Em 2026, a campanha Agosto Lilás ganha um significado ainda mais simbólico e necessário: os 20 anos da Lei Maria da Penha (Lei nº 11.340/2006), considerada um dos mais importantes instrumentos de combate à violência doméstica e familiar contra a mulher no Brasil.
Instituído nacionalmente pela Lei nº 14.448/2022, o Agosto Lilás é dedicado à proteção das mulheres e à conscientização pelo fim da violência de gênero. No entanto, especialistas e movimentos de defesa dos direitos das mulheres alertam que o momento exige mais do que campanhas de conscientização: é preciso garantir que os direitos previstos em lei se transformem em proteção real e efetiva.
DUAS DÉCADAS DE AVANÇOS LEGAIS
Desde sua criação, a Lei Maria da Penha representou uma mudança profunda na forma como o Estado brasileiro compreende a violência doméstica. A legislação rompeu com a antiga visão de que agressões ocorridas dentro de casa pertenciam apenas ao âmbito privado, reconhecendo diferentes formas de violência — física, psicológica, sexual, patrimonial e moral — e afirmando que a violência contra a mulher constitui uma violação de direitos humanos.
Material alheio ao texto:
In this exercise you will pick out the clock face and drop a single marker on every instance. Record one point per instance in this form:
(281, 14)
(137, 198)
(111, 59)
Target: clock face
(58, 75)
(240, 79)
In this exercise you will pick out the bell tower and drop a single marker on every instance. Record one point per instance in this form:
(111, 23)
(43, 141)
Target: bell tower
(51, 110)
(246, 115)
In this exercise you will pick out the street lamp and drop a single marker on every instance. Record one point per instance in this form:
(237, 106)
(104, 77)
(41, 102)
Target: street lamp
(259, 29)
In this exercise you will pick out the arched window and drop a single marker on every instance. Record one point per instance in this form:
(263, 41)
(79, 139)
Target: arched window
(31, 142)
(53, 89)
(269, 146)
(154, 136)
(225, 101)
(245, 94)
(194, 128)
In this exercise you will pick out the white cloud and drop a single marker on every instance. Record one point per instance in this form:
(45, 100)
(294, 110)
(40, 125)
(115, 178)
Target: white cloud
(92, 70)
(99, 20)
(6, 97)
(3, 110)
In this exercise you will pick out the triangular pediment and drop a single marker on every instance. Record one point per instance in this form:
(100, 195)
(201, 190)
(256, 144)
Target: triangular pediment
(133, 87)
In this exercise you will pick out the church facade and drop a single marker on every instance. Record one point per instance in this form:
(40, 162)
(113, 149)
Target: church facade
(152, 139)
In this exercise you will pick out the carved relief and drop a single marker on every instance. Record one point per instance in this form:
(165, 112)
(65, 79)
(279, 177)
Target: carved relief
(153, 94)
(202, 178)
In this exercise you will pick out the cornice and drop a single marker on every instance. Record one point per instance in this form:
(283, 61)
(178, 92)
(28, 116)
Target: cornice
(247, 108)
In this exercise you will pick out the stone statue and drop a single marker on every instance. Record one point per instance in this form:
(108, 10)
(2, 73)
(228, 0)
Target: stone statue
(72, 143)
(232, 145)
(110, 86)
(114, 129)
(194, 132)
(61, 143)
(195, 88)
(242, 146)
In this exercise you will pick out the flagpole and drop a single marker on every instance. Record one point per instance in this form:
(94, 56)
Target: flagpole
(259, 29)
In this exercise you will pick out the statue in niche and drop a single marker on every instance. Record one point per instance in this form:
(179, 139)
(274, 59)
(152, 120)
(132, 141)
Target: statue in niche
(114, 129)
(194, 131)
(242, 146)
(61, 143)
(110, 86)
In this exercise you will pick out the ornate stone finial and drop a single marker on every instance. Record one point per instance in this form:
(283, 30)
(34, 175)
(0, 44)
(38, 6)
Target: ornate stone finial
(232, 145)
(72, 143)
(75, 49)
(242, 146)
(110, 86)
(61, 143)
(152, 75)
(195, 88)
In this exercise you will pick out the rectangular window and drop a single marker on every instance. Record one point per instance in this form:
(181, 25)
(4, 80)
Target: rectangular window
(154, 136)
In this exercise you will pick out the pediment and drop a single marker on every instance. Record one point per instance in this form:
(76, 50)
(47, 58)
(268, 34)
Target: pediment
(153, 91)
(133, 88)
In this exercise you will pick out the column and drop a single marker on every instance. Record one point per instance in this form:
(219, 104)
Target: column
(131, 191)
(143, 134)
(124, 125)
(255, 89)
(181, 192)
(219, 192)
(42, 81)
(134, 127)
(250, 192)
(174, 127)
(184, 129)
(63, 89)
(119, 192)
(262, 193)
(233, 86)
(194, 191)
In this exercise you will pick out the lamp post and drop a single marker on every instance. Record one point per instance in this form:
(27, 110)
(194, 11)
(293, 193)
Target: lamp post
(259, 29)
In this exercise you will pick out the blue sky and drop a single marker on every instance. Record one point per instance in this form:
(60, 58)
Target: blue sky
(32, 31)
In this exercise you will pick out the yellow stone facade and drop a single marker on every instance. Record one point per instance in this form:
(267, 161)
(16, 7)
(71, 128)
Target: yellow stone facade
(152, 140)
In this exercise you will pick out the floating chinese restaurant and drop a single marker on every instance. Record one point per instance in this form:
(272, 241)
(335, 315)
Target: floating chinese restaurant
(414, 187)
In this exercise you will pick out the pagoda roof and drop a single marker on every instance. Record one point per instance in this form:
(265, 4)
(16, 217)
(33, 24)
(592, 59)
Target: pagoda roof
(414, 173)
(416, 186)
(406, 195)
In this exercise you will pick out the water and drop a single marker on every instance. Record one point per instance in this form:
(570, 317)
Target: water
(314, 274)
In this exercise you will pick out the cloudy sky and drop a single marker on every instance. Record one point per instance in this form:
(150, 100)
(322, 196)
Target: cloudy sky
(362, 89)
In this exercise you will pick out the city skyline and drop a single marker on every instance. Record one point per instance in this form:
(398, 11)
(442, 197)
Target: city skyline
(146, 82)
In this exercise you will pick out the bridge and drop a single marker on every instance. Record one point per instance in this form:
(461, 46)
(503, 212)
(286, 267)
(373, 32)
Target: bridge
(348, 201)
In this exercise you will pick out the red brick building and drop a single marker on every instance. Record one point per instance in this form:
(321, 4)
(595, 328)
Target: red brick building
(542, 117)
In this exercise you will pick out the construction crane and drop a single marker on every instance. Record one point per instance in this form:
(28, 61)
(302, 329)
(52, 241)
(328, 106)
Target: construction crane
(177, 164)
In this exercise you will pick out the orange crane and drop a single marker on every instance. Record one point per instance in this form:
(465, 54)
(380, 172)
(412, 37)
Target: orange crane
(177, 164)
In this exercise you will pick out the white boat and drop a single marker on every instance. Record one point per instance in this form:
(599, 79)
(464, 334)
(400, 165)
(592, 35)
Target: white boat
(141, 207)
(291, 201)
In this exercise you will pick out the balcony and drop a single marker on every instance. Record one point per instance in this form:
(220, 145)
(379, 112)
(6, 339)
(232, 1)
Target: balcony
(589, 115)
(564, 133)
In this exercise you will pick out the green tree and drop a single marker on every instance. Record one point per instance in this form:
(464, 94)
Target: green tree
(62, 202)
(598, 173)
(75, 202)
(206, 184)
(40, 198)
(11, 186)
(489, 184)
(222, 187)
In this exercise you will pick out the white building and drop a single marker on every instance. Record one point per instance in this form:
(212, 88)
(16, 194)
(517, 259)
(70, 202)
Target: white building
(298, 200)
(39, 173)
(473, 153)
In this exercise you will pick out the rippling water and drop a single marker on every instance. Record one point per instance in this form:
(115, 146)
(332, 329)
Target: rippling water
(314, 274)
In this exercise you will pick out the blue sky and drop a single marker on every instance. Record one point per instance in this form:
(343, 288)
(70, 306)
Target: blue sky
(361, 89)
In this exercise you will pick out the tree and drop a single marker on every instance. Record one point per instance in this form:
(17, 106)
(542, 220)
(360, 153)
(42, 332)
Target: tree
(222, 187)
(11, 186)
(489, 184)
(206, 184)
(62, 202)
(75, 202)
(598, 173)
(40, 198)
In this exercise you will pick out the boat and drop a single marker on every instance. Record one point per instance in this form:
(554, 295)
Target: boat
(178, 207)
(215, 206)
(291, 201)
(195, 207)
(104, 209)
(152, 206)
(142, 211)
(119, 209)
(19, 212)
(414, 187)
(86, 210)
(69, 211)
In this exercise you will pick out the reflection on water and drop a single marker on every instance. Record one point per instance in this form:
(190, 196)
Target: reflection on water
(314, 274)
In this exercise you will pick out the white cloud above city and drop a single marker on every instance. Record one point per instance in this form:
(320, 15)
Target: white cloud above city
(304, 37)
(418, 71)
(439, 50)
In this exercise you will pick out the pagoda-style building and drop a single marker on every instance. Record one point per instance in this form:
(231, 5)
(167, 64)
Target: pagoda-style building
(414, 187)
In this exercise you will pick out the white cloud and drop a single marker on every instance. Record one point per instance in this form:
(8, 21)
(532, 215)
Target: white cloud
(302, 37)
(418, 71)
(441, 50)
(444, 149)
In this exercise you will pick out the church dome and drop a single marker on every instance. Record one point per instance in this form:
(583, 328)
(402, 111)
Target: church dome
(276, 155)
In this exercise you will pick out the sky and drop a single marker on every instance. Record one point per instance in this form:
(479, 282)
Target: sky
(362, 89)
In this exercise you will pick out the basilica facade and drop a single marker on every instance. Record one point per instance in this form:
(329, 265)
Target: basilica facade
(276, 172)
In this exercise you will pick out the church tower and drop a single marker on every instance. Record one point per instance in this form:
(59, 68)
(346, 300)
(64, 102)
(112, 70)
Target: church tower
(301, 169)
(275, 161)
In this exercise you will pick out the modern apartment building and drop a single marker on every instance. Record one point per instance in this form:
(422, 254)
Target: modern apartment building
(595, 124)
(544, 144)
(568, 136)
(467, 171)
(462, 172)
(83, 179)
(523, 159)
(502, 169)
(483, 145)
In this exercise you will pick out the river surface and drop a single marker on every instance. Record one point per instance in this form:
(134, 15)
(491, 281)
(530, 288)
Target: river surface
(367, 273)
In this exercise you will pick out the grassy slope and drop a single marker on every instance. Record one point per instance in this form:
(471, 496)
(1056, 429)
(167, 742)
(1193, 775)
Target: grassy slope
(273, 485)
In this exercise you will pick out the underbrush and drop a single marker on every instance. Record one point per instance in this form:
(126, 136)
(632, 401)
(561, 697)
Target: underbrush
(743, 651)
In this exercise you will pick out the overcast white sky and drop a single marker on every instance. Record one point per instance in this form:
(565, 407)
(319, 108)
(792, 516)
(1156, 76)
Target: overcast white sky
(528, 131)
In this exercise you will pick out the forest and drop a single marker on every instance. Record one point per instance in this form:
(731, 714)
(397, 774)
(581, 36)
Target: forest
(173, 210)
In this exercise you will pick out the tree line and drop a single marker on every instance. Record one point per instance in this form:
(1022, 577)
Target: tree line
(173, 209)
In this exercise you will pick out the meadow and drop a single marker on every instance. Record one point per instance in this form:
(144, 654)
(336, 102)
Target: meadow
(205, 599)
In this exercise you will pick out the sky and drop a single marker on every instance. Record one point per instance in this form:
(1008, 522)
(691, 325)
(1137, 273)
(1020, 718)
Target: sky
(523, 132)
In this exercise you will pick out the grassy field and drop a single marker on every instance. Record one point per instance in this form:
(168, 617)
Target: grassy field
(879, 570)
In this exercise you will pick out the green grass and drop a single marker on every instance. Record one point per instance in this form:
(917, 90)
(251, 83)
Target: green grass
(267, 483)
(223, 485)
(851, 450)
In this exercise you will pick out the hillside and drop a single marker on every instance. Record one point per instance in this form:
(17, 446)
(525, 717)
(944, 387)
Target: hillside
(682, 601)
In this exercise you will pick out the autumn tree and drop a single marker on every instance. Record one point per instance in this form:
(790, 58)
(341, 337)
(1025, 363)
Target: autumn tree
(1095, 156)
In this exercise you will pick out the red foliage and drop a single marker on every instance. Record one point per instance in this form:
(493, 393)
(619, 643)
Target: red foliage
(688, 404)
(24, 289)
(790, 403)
Ao longo desses 20 anos, novas medidas foram incorporadas ao sistema de proteção, como:
- ampliação das medidas protetivas de urgência;
- avaliação de risco para vítimas;
- monitoração eletrônica de agressores;
- criação de canais de denúncia;
- fortalecimento de políticas públicas de enfrentamento à violência.
Essas conquistas são consideradas fundamentais para a garantia da segurança e da dignidade das mulheres brasileiras.
O DESAFIO DA EFETIVIDADE
Apesar dos avanços legislativos, o principal desafio continua sendo a efetividade da proteção. Organizações que atuam na área destacam que a existência de leis, por si só, não é suficiente para impedir a violência.
A falta de fiscalização das medidas protetivas, a desarticulação da rede de atendimento, a ausência de estrutura especializada e o atendimento que desacredita a palavra da vítima ainda representam obstáculos para milhares de mulheres em situação de violência.
Além disso, muitos casos revelam que o Estado frequentemente atua apenas após episódios extremos, quando a violência já produziu consequências irreversíveis.
REFLEXÃO NECESSÁRIA
Os 20 anos da Lei Maria da Penha também provocam uma reflexão mais profunda sobre as causas da violência de gênero. A discussão ultrapassa a pergunta sobre a qualidade das leis e passa a questionar quais estruturas sociais ainda levam alguns homens a considerar legítimo controlar, ameaçar ou até eliminar uma mulher que decide exercer sua autonomia e liberdade.
Para especialistas, enfrentar esse problema exige políticas permanentes de prevenção, educação para a igualdade de gênero, investimento em rede especializada de atendimento, produção de dados, avaliação de risco em tempo oportuno e responsabilização efetiva dos agressores.
AGOSTO LILÁS: COMPROMISSO COLETIVO
Neste Agosto Lilás, o aniversário de duas décadas da Lei Maria da Penha representa, ao mesmo tempo, uma celebração das conquistas obtidas e um chamado à ação. O combate à violência contra as mulheres depende de um esforço conjunto do poder público, do sistema de justiça e de toda a sociedade para garantir que nenhuma mulher tenha sua liberdade, suas escolhas e sua autonomia submetidas ao controle ou à violência.
Mais do que lembrar a importância da lei, os 20 anos da Lei Maria da Penha reforçam a necessidade de transformar direitos formais em proteção concreta, assegurando que cada mulher brasileira possa viver com segurança, dignidade e liberdade.